Hace algunas décadas la mayoría de los jóvenes escuchaba música a través de la radio, ahí sonaban los éxitos del momento y todos los clásicos. Los padres de estos jóvenes escuchaban la radio para informarse y entretenerse. Era el principal medio para enterarse de las noticias, los reportajes y eventos que tenían lugar en todo el mundo. A través de la radio, la gente se entretenía por horas siguiendo series, concursos o espectáculos que se transmitían en directo.
Durante los años setentas, la televisión comenzó a dejar de ser un aparato de lujo y poco a poco fue penetrando el mercado y desplazando a la radio pues, además de ser novedoso, presentaba un atractivo adicional que eran las imágenes, por más mala que fuese su resolución.

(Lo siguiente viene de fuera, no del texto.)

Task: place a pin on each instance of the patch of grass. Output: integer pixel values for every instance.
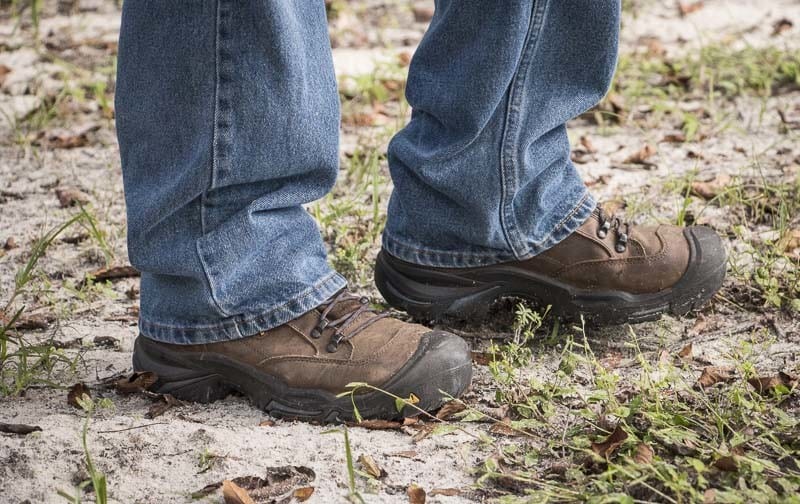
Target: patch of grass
(650, 87)
(352, 216)
(97, 479)
(25, 363)
(643, 433)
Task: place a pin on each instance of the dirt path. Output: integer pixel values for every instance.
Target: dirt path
(165, 459)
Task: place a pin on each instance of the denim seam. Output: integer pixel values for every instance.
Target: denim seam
(214, 157)
(401, 244)
(508, 157)
(440, 258)
(210, 333)
(561, 230)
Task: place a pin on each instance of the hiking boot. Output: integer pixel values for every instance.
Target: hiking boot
(607, 270)
(296, 370)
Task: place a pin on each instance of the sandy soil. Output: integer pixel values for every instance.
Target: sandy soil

Hacia finales del siglo pasado, llegó el internet, abaratándose continuamente y haciéndose más eficiente y accesible. Poco a poco el mundo fue pasando de informarse y entretenerse a través del oído a enterase y divertirse a través del sentido de la vista.
Las estrellas de la radio fueron reemplazadas por las estrellas de la televisión y éstas a su vez fueron siendo desplazadas por toda una generación de youtubers, Instagramers y otras estrellas de las redes sociales.
La combinación del internet con la proliferación de los teléfonos inteligentes y las tabletas disparó una nueva forma de entretenimiento: los videojuegos.
Un estudio de la firma The Competitive Intelligence Unit reveló que la industria de los videojuegos se ha triplicado en México durante la última década.
Los video jugadores en México suman más de 73 millones de usuarios, cerca del 60% de la población mexicana empleando más de 100 millones de dispositivos.
El principal dispositivo empleado para jugar son los smartphones con el 72% seguido de las consolas que van en retroceso y que aún representan el 29%.
El 2020 marcado por la pandemia mundial causada por el Covid-19, propició un impulso adicional al crecimiento del entretenimiento e información a través de las pantallas al suspenderse los más grandes eventos deportivos, artísticos y culturales de forma presencial. Torneos, conciertos, conferencias, festivales, etc. todo aquello quedo en pausa. Inclusive, hasta para las video-llamadas desplazaron las citas presenciales.